The
tapestry of his life was etched in flesh, stark black lines on pale
skin slashed with scars. Each silvery trail had its mate, words of
remembrance and warning. His meditation writ by the loving marks of
many masters. An inconsistent and willful sub, he'd struggled for
dominance and paid the price. Nervous fingers caressed the newest,
still pink and overly sensitive.
"Are
you sure you want to do this now? It's going to hurt." The
artist's cautionary words were shrugged off and he settled into the
chair. The pain was, to some degree, the point.
The
ticklish job of layout was soon completed, and he studied the rough
outline now spanning his chest in the mirror. His mind seamlessly
made the transposition to read the familiar phrase. The
mirror crack'd from side to side. "The curse is come upon me."
"It's
a bit longer than the others."
"So
was the relationship." His curt retort cut short any further
questions and dark lashes fluttered shut as the needle bit into
tender flesh. Traitorous thoughts reached back to the first time in
this chair, and the quote that skimmed sinuously around and between
his vertebrae. The trick is not minding that
it hurts. A hard lesson, true, but one that
still served him well. It served as punctuation for the satiny
twisted stripes a badly wielded bullwhip had wrought.
Inky
pinpricks danced close to his recent injury, coaxing damaged nerves
to fire in sympathetic resonance, connecting present to past. The
harsh crack of well-tanned leather on untanned skin. His arousal
spiraled, adrenaline surging past synapses and connecting anus to
cock to brain. Fire surged through the planes of muscle cushioning
his spine, hot sparks of remembered agony.
The
face was lost to him, but dark, unreadable eyes remained. They had
lit, ever so briefly, when his blood started to flow. Trust misplaced
for the first time carved canyons in his soul far deeper than the
faded trails left behind would suggest.
Despite
it all, or perhaps because, the remembrance was not of pain, but
pleasure. His cock swelled under the force of the memory. Echoes of
satisfaction he chased to this day.
He'd
sworn it would never happen again, the words wrapping his spine meant
as a warning. Not six weeks later traitorous feet carried him back to
the clubs in search of something he couldn't admit.
It
didn't always end badly. At times their lust and his need dovetailed,
at least for a while. In the end, he always ended up wanting. A year
passed, then two. Self-protective urges faded, the men he played with
growing ever more demanding. His wants, delivered, and exceeded.
The
artist was just that, an artist. His only concern perfect placement
and precise lines. If he made the connection it was never mentioned.

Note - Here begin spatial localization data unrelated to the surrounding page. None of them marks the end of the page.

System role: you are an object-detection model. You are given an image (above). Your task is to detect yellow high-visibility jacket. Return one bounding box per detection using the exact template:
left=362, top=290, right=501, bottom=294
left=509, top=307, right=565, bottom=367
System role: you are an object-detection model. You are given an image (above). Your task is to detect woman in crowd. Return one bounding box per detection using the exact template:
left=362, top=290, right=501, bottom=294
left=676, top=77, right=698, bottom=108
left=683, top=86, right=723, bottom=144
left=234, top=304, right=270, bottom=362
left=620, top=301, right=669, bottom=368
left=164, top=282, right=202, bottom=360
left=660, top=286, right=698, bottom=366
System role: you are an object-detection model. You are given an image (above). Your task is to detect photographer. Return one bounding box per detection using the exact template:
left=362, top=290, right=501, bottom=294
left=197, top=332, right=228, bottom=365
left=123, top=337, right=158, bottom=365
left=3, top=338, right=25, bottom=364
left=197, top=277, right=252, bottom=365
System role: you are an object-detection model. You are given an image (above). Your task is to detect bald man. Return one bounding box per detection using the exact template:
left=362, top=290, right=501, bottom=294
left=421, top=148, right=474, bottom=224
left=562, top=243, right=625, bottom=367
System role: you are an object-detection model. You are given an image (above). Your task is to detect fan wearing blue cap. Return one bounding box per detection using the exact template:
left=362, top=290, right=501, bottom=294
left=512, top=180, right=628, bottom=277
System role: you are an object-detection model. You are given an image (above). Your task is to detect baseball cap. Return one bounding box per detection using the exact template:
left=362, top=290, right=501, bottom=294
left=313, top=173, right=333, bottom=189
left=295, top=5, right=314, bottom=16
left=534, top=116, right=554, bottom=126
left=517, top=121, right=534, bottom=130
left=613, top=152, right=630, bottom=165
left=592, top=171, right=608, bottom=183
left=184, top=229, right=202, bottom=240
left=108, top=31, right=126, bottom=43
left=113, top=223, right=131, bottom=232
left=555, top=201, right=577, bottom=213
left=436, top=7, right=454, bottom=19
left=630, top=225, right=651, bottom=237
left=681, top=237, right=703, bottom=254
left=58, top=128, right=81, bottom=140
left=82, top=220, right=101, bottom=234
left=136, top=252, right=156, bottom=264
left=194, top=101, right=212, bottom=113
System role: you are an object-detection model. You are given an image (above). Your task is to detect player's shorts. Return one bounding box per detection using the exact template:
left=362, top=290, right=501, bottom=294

The others admired only the contrast, stark black on creamy white.
Decoration for decoration's sake. Deeper meaning was outside their
purview. That the needle was absolution for his failings was his
private codex, the key to unlocking his truth.
The
kanji wrapping his neck didn't quite conceal the grooves left by an
ill-considered foray into breath play. A world
of hurt and pain, even still, flowers bloom. He
had sworn that would be the last time he made the trek from hospital
bed to this chair. So he'd settled down, swapping restlessness for
monogamy, to no avail.
At
first it had frightened him. Gentle touches on the marks of his
transgression. Hot hands stroking where others had bruised, bitten,
or burned. He'd been skittish, constantly second-guessing every move,
waiting for a punishment that was never delivered. Slowly, gradually,
instincts honed in dark rooms with darker souls faded.
What
he hadn't expected was the ink itself becoming an addiction.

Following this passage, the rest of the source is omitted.